Veremos niños. Hace años que los relatos de Cristina giran en torno a los niños sus lentas rondas en espiral, hasta ahogarlos o dejarse ahogar por ellos. Porque no debería olvidarse que Barba Azul es el señor Gilíes de Rais, y que la puerta prohibida se abre a la cripta de los sacrificios últimos, la del Huysmans de La-bas, la de la salvaje y perfumada música de Bartok. En esta nueva vieja casa, en esta recurrencia de la interminable ceremonia, los niños son testigos, victimas y jueces de quienes los inmolan al engendrarlos, educarlos, amarlos, vestirlos, delegarlos. Ya en un relato de años atrás, La rebelión de los niños, Cristina había confiado a manos pueriles una tarea lustral de la que no siempre son capaces las de los adultos. En tres de los cuentos de este nuevo libro, los niños desnudarán el mundo de quienes pretenden regirlos, y lo reducirán a la irrisión de la verdad. Como en Cría cuervos, la película de Carlos Saura, la sola mirada de la infancia triza para siempre una sociedad obstinada en seguir negando lo que es.

Pero la adolescencia emerge, lenta y amarga; en ese interregno turbio los juegos ingresan a un territorio donde Cristina reconoce y asume la puerta condenada, la prohibición que va a ser transgredida, la horrible conciliación de víctimas y victimarios. Hermanos y hermanas, reinas y esclavos, falsos adultos incapaces de aceptar las leyes del juego, gente que un Aubrey Beardsley o un Egon Schíele hubieran dibujado con la perversa perfección del deseo estéril, de la persecución cuyo solo incentivo es el de no alcanzar la presa, llámese Patricia o Alejandra, Igor o Alina. Falsos adultos por la simple razón de que los adultos son falsos y el adolescente se vuelve hacia su pasado en una última, desesperada resistencia; pero su sexo y su pelo y su voz lo arrastran al vértice que el muchacho del dinosaurio contempla con un horror final. Ya no hay víctimas ni victimarios en esas habitaciones de la casa; el último de sus visitantes sólo alcanza a pronunciar una palabra inútil: Piedad.

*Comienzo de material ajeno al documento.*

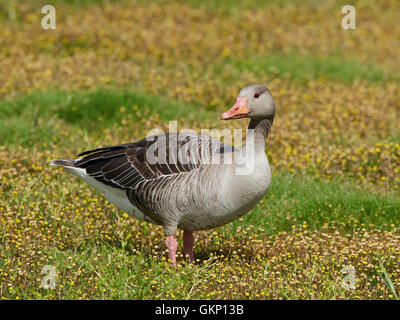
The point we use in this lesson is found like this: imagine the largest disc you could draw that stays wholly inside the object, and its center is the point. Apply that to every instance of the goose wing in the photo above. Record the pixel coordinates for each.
(125, 166)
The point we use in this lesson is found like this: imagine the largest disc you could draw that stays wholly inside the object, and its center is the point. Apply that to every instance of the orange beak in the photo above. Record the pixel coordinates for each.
(239, 110)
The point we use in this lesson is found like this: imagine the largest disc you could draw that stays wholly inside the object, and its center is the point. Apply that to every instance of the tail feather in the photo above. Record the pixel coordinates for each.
(63, 162)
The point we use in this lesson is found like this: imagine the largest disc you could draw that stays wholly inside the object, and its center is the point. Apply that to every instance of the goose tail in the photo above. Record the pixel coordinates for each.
(63, 163)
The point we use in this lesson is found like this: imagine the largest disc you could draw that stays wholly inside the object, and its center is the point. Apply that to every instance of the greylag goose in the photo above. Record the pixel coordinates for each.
(186, 181)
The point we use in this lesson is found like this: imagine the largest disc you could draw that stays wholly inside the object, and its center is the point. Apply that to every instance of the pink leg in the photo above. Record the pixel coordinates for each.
(172, 246)
(188, 241)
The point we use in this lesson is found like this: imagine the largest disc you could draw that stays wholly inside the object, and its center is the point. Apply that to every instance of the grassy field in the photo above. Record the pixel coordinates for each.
(113, 70)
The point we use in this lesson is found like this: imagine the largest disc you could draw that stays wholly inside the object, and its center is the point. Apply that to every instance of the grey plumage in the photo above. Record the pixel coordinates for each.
(189, 186)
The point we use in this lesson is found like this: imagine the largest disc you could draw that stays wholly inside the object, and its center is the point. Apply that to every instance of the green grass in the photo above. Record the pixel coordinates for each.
(293, 200)
(304, 68)
(33, 118)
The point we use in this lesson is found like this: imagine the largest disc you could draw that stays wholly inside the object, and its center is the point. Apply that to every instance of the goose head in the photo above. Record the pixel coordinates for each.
(254, 101)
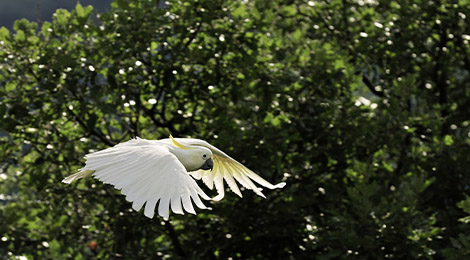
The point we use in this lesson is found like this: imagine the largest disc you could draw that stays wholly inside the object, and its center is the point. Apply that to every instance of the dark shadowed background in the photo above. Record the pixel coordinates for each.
(41, 10)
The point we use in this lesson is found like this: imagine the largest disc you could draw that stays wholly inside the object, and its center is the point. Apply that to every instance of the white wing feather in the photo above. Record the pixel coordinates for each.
(147, 173)
(228, 169)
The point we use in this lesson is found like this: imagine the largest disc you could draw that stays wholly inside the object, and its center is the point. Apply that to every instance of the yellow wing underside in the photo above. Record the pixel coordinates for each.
(225, 168)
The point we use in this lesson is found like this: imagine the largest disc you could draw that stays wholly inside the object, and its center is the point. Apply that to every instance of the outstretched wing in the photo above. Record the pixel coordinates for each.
(228, 169)
(146, 172)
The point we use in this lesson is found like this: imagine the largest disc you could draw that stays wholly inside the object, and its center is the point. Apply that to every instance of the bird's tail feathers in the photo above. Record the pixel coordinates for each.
(78, 175)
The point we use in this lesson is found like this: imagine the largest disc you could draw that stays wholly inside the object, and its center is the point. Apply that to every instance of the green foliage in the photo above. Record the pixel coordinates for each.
(362, 107)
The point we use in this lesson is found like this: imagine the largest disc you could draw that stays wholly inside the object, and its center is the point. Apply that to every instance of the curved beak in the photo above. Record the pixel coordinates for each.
(208, 165)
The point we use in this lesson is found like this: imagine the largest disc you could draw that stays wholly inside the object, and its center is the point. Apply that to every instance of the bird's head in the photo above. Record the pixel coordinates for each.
(193, 157)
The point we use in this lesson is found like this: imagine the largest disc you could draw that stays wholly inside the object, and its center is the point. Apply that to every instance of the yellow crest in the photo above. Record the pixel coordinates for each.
(175, 143)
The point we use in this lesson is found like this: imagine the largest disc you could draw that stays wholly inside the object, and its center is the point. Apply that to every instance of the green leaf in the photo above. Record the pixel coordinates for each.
(80, 10)
(448, 140)
(20, 36)
(4, 33)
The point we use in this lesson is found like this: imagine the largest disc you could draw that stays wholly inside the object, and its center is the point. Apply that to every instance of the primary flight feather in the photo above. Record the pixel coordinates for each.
(151, 171)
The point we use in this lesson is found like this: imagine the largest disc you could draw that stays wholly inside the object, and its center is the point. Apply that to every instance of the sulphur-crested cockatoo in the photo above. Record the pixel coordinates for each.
(148, 171)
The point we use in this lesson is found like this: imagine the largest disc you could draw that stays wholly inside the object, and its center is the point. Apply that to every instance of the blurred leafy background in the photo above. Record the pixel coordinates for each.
(361, 106)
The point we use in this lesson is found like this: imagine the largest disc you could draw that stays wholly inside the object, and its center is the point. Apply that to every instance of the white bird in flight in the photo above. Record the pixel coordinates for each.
(148, 171)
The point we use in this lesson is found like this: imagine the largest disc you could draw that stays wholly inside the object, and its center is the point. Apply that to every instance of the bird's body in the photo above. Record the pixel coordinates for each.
(148, 171)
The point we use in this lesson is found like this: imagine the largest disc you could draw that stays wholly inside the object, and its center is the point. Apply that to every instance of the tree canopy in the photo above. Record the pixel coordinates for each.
(361, 107)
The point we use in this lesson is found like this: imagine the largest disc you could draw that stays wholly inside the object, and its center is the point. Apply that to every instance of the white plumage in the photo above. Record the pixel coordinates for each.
(151, 171)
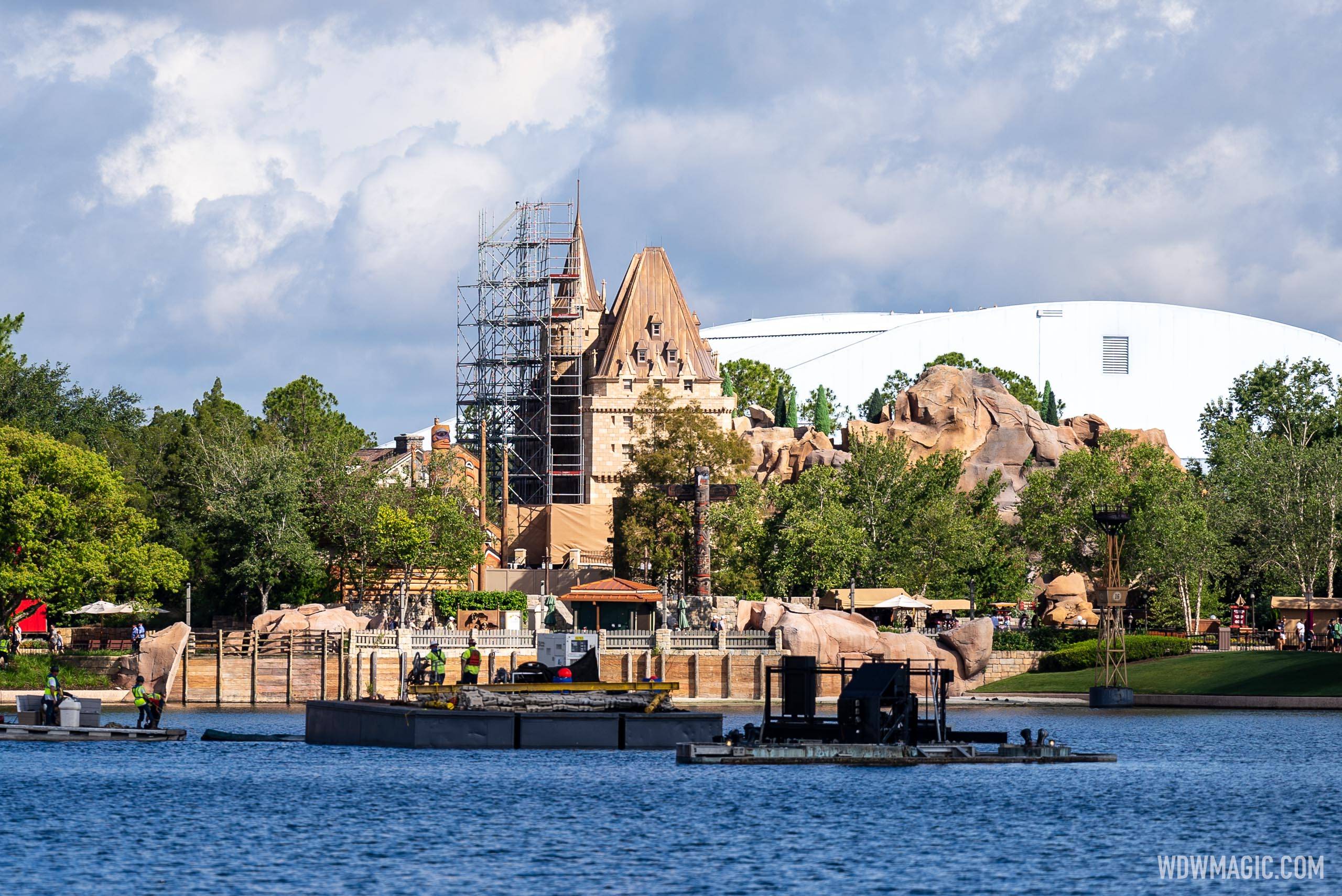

Todo eso ha sido vivido y dicho por una mujer que conoce los infiernos de la tierra —la suya, allá en el sur— y los de la escritura en nuestro tiempo —aquí, en todas partes—. Su hermosa opción está en proyectar a planos imaginarios un contenido histórico, trágicamente real, que no sólo guarda su sentido más preciso, sino que multiplica su fuerza en la otra imaginación, la de ese lector que ahora entra en la casa, que tiende la mano hacia la primera puerta, por supuesto prohibida, por supuesto fascinante, abriéndose a un recinto en cuyo extremo hay una segunda puerta, por supuesto prohibida, por supuesto fascinante.